Não sou nem nunca fui grande fã dos transportes públicos de Lisboa. Pelo andar das coisas, acho que nunca vou conseguir sê-lo. Há pessoas que podem evitá-los e preferem usar o carro e enfrentar filas intermináveis e condutores irascíveis - tudo para não terem que suportar a feroz agitação entre os utentes de transportes públicos. Mas eu não quero ceder e muito menos tenho uma carteira cheia de notas que possa desperdiçar em intermináveis talões de parquímetros. Mas todos os dias sofro horrores quando entro na mesma carruagem e vejo as mesmas pessoas e saio no mesmo sítio.
A minha madrinha dizia que não usava os transportes públicos porque o cheiro das pessoas a repugnava. E portanto pagava mais para não as cheirar. Como eu não sou rica, pago antes o Metro 30 dias e, calhando, lá vou debaixo do sovaco dum trolha depois de 8 horas de cimento e inúmeras médias despejadas num golo. Ou então sentada ao lado duma mulher a dias, que passou o dia com as mãos mergulhadas em lexívia, depois arranjou o peixe à patroa e a seguir ainda lhe descascou umas quantas cebolas. Mas a esta gente uma pessoa perdoa: é gente que suou para alimentar a canalha lá de casa. Quantos de nós não chegámos já ao fim do dia com um leve aroma a eau du suvaque? Depois há os velhos que a) ou cheiram muito mal b) ou são sebosos c) ou contam pela enésima vez todas as suas operações e dinheiro gasto em hospitais e como isto tudo é uma vergonha. Mas a esse mal também já me habituei.
Esta semana os utentes resolveram fazer-me a vida especialmente negra. Ou isso ou então era tudo parte duma gigantesca conspiração cósmica contra moi. Num dia foi o estúpido músico intelectual que, com o seu instrumento à costas, falava ao telemóvel. Perdão, ele não falava: ele usava aquele tom de voz especialmente indicado para toda a gente nesse metro, todas as carruagens umas atrás da outras, saber o que se estava a passar. Que tinham que receber uma indemnização choruda (esta expressão usada até à saturação total...), que a cultura neste país andava pelas portas da morte. A minha escolha era ouvir isto ou rebentar com os tímpanos, levantando o som do ipod. Ouvi-o, claro. Depois foi a mulher (nem sequer vou falar do aspecto dela) que resolveu cortar as unhas à minha frente. Assim. Como se fosse a coisa mais natural no mundo e sem pensar na unhas que saltavam para todo o lado. Um autêntico nojo. Noutro dia, encontrei um amigo de um ex-namorado. Não há coisa pior de disfarçar, olhar para o lado, fingir que não se viu a outra pessoa (coisas que ambos fizemos) e depois acabar na mesma carruagem cheia, quase colados um ao outro. Ter que beijá-lo, então estás bom?, fazer conversa durante mais tempo do que o suportável. Não é que não se goste da pessoa mas a única coisa a ligar-nos já se foi: não há nada que me/lhe interesse, nada que possamos mesmo partilhar. Odeio esta espécie de hipocrisia e, no entanto, cedo.

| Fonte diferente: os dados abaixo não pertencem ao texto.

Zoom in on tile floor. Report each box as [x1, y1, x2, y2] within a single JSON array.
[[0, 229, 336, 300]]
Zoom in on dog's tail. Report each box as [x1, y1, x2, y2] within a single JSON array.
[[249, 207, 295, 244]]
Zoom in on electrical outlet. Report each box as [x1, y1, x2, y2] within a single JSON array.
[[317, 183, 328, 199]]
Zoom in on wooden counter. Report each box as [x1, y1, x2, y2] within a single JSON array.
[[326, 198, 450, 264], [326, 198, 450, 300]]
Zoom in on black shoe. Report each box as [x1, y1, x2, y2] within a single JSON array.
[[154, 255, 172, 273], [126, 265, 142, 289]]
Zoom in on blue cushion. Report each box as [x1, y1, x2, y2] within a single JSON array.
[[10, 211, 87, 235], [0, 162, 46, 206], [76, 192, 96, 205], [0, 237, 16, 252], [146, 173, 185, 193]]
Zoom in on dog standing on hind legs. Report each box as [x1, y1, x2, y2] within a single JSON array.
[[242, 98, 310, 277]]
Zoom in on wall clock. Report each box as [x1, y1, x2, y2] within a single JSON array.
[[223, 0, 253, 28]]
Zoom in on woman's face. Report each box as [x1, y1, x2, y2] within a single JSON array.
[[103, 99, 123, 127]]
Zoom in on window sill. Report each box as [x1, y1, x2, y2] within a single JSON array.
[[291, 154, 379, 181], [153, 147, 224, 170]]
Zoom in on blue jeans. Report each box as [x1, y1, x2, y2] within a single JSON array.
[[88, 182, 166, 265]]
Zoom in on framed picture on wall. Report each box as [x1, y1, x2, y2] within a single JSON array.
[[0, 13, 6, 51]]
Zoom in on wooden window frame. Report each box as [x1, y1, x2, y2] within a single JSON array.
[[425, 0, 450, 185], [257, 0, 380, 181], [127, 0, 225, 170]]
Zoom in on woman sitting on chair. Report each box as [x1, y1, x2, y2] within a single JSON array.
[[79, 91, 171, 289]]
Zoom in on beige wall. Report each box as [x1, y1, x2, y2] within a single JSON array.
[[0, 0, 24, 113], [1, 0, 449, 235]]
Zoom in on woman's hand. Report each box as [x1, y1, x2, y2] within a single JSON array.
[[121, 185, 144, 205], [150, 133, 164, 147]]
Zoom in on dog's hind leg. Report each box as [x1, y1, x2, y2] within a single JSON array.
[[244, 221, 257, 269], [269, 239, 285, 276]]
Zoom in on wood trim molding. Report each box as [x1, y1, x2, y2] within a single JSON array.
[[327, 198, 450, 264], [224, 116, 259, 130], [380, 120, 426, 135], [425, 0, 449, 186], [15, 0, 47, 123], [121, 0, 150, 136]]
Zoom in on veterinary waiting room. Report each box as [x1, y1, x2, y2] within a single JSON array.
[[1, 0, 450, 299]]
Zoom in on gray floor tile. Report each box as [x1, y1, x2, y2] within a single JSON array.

E depois, hoje, a cereja em cima do bolo. As pessoas pensam que, lá porque se vai de phones nos ouvidos, não ouvimos nada do que dizem mesmo ao nosso lado. Assim, entram dois homens (também não comento o aspecto nojento... ups, já comentei) que ficam mesmo ao meu lado, porque a carruagem vai a abarrotar. Vejo que olharam atentamente para mim mas não ligo. A música acaba e ouço um dizer '...epá, lá isso era. Aqui tinhas fruta para todo o ano!'. Esta foi a fase um, em que me comecei a enojar. Depois, quando o volume de pessoas aliviou, colocaram-se cada um de seu (meu) lado. Um deles começou a fixar-me atentamente: primeiro a cara, depois só as mamas. E depois a cara outra vez, como se eu fosse dizer-lhe 'Sim, possui-me já aqui'. Não aguentei: pedi licença a outras pessoas e fui para o meio da carruagem. Quando ele saiu, lançou-me um olhar como se eu tivesse que pedir desculpa. E eu só a pensar que, no dia em que me sair o Euromilhões, declaro abertamente que não gosto de pessoas. E mudo-me para um sítio onde não tenha que as aturar.